Highway barricade maker Yodock Wall Co. Inc. is switching from rotational molding to blow molding to improve efficiency.
Yodock designs and sells hollow high density polyethylene barriers that are easier and cheaper to transport to job sites than solid concrete competitors. Workers fill the barriers with up to 100 gallons of chlorinated water for ballast once they are in place, then simply drain them when the job is complete. The barriers are typically used at road construction projects and for crowd control and protection.
Each barrier is 5 feet wide, nearly 9 feet long and more than 5½ feet tall. Rotomolding could produce about three barriers per hour, said blow molding consultant Daryle Damschroder, who worked with Yodock to convert the product to blow molding.
The company first came to Damschroder's D2 Blow Molding Solutions of Elmore, Ohio, in 2007 for advice on how to change processing techniques so it could produce barriers faster, reducing its costs, Damschroder said Oct. 7 during the Society of Plastics Engineers' 2009 Annual Blow Molding Conference in East Lansing.
His first thought, Damschroder said, was that it could not be done, but by rethinking some of the barrier's design, Yodock, mold maker FPM Tooling & Automation of Fremont, Ohio, and molder Roth Global Plastics Inc. of Syracuse, N.Y., came up with a barrier that could meet all of the company's requirements and be molded within five minutes.
The project is similar to other new business coming to FPM companies looking to convert production to blow molding, said President Martin Cass.
To make the blow molded barrier happen, the engineers also converted some parts to injection molding - such as sockets and filling pipes - which are then welded into place on the barrier. A connecting part, roughly the shape of a dog bone, is also injection molded, Damschroder said.
Complicating issues, the completed product must be able to withstand a 30-mile-per-hour impact under federal highway standards.
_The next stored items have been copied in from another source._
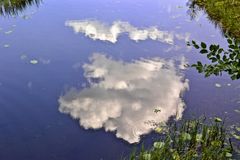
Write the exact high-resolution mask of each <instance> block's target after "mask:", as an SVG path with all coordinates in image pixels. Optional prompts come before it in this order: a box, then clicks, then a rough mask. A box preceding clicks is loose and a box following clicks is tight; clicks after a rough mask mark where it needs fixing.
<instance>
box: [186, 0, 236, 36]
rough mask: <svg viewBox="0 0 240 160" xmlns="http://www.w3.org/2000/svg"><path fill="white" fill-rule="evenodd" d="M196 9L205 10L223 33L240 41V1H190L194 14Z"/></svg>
mask: <svg viewBox="0 0 240 160" xmlns="http://www.w3.org/2000/svg"><path fill="white" fill-rule="evenodd" d="M196 9H200V10H204V11H205V12H206V13H207V15H208V17H209V19H210V20H211V21H212V22H213V23H214V24H215V25H216V26H218V27H219V28H221V29H222V31H223V33H226V32H228V33H229V35H230V36H231V37H234V38H237V39H240V29H239V26H240V1H239V0H190V10H192V14H193V16H194V13H195V11H196Z"/></svg>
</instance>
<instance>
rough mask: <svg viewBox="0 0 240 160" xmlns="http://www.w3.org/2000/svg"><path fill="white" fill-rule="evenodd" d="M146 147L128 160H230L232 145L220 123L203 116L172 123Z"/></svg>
mask: <svg viewBox="0 0 240 160" xmlns="http://www.w3.org/2000/svg"><path fill="white" fill-rule="evenodd" d="M167 128H168V129H167V131H166V132H164V134H163V136H161V137H162V138H161V139H160V140H159V141H155V142H154V144H153V147H152V148H150V149H149V150H145V149H144V148H143V149H142V150H141V151H140V152H139V153H136V152H133V154H132V155H131V156H130V157H129V158H130V159H131V160H228V159H229V160H230V159H231V158H232V157H233V154H234V153H235V152H234V148H233V146H232V143H231V140H230V139H229V138H228V132H227V130H226V129H225V127H224V122H223V121H222V120H221V119H220V118H215V119H214V121H212V122H211V123H210V124H207V123H206V122H205V118H202V119H196V120H189V121H186V122H182V123H179V124H177V123H173V124H171V125H169V127H167Z"/></svg>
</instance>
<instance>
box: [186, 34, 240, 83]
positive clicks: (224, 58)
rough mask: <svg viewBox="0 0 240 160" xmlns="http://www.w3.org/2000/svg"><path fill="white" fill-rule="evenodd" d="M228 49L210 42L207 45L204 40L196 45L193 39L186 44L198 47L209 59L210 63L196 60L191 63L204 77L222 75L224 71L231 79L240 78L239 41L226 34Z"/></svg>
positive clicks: (196, 47) (200, 52) (201, 51)
mask: <svg viewBox="0 0 240 160" xmlns="http://www.w3.org/2000/svg"><path fill="white" fill-rule="evenodd" d="M227 42H228V49H227V50H224V49H223V48H221V47H220V46H219V45H216V44H211V45H210V46H207V45H206V44H205V43H204V42H201V45H198V44H197V43H196V42H195V41H192V42H191V43H190V42H188V43H187V45H188V46H193V47H194V48H196V49H198V50H199V52H200V53H201V54H205V55H206V57H207V58H208V59H209V60H210V64H202V63H201V62H200V61H198V62H197V63H196V64H193V65H192V67H195V68H196V69H197V70H198V72H199V73H204V74H205V76H206V77H208V76H210V75H216V76H218V75H222V72H226V73H228V74H229V75H230V76H231V79H232V80H236V79H240V41H239V40H237V39H235V38H230V37H228V36H227Z"/></svg>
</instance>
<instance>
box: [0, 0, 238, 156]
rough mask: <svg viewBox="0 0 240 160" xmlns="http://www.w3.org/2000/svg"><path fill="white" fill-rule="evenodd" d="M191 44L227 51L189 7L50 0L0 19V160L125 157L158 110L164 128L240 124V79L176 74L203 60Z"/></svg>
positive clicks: (135, 3)
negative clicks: (185, 106)
mask: <svg viewBox="0 0 240 160" xmlns="http://www.w3.org/2000/svg"><path fill="white" fill-rule="evenodd" d="M188 40H196V41H204V42H208V43H209V44H211V43H218V44H221V45H222V46H226V45H227V43H226V40H225V38H224V37H223V36H222V33H221V31H220V30H219V29H218V28H215V26H214V24H212V23H211V21H209V20H208V18H207V16H206V15H205V14H203V13H202V12H199V13H198V15H197V17H196V18H195V19H193V20H192V19H191V16H190V15H189V11H188V6H187V1H185V0H181V1H179V0H172V1H167V0H148V1H144V0H139V1H129V0H114V1H113V0H105V1H95V0H89V1H78V0H69V1H56V0H44V1H43V2H42V3H41V5H39V6H38V7H37V6H35V5H32V6H28V7H27V8H26V9H25V10H24V11H23V12H22V13H19V15H17V16H14V17H13V16H7V17H4V16H1V17H0V159H4V160H15V159H26V160H28V159H31V160H33V159H34V160H42V159H45V160H47V159H51V160H52V159H57V160H65V159H73V160H74V159H86V160H91V159H111V160H112V159H119V157H121V156H123V155H128V154H129V153H130V152H131V151H132V149H133V148H134V147H135V146H136V145H133V144H131V142H135V141H138V140H139V139H138V138H139V136H140V135H142V134H144V135H145V134H146V133H149V132H150V130H149V128H148V127H145V126H142V122H143V121H145V120H150V119H149V117H150V118H151V115H152V114H155V113H150V112H151V111H153V108H155V106H154V105H157V104H159V103H160V104H162V106H161V107H162V108H161V107H160V108H161V110H162V113H161V112H160V113H159V115H158V116H153V117H154V118H153V120H157V121H159V122H165V121H166V120H167V119H168V118H169V117H170V116H173V115H174V113H176V112H178V114H179V117H182V118H183V119H184V118H189V117H198V116H201V115H206V116H207V117H214V116H220V117H226V118H227V121H228V123H237V122H239V120H240V118H239V114H238V113H236V112H235V111H234V110H236V109H239V107H240V82H239V81H232V80H231V79H230V78H229V76H228V75H223V76H221V77H210V78H204V76H203V75H201V74H198V73H197V71H196V70H194V69H191V68H188V69H183V66H182V65H181V66H180V68H179V67H178V64H179V63H183V62H186V61H187V62H188V63H189V64H191V63H195V62H196V61H197V60H201V61H206V59H205V58H204V56H202V55H200V54H198V53H197V51H196V50H194V49H191V48H187V46H186V41H188ZM173 64H175V66H172V65H173ZM162 65H163V66H162ZM187 86H188V87H189V89H187ZM70 88H74V89H75V91H72V90H71V89H70ZM183 102H184V103H185V105H186V107H183ZM60 106H61V107H60ZM129 107H130V108H129ZM156 107H158V106H156ZM59 109H60V110H61V112H60V111H59ZM135 111H136V112H135ZM62 112H65V113H67V114H64V113H62ZM69 114H71V115H72V117H75V118H71V116H70V115H69ZM145 114H147V116H148V117H147V116H146V115H145ZM181 114H182V115H181ZM79 118H80V119H81V126H80V125H79V120H78V119H79ZM74 119H75V120H74ZM144 125H146V124H144ZM86 128H90V129H88V130H87V129H86ZM91 128H99V129H96V130H94V129H91ZM133 128H134V129H133ZM105 129H107V130H113V131H112V132H105ZM132 132H134V133H132ZM117 136H118V137H120V138H117ZM154 137H156V136H155V135H154V134H153V133H150V134H147V135H145V136H141V141H140V143H141V142H145V143H147V144H151V142H152V140H153V138H154ZM129 142H130V143H129ZM138 146H140V144H139V145H138Z"/></svg>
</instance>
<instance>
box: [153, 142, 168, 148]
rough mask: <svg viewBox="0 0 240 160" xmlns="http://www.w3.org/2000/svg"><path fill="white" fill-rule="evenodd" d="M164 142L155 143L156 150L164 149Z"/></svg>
mask: <svg viewBox="0 0 240 160" xmlns="http://www.w3.org/2000/svg"><path fill="white" fill-rule="evenodd" d="M164 144H165V143H164V142H154V143H153V146H154V148H158V149H159V148H162V147H163V146H164Z"/></svg>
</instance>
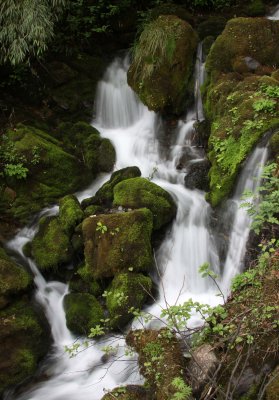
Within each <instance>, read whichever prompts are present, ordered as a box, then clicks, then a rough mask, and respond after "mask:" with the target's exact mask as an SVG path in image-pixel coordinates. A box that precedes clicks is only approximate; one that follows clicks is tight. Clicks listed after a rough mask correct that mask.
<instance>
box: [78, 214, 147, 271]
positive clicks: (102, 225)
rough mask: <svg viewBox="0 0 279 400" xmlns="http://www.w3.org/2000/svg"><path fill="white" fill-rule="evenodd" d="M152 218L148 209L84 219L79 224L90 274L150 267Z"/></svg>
mask: <svg viewBox="0 0 279 400" xmlns="http://www.w3.org/2000/svg"><path fill="white" fill-rule="evenodd" d="M152 220H153V218H152V213H151V212H150V211H149V210H148V209H141V210H134V211H130V212H123V213H115V214H101V215H98V216H95V217H94V216H92V217H89V218H86V219H85V220H84V221H83V224H82V231H83V238H84V255H85V262H86V266H87V268H88V270H90V271H92V275H93V276H94V277H95V278H106V277H111V276H114V275H115V274H117V273H119V272H127V271H128V270H129V268H133V270H134V271H135V272H139V271H148V270H150V268H151V267H152V266H153V256H152V250H151V244H150V238H151V232H152V227H153V223H152Z"/></svg>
The barrier also must comply with the Americans with Disabilities Act, which requires that nothing sticks out that could trip up people in wheelchairs or using canes.
Yodock also wanted a barrier that could be used alongside existing rotational molded barriers for customers that already owned older units, Cass said.
The finished tool has 13 hydraulic components and Roth uses 130 pounds of resin in a single shot.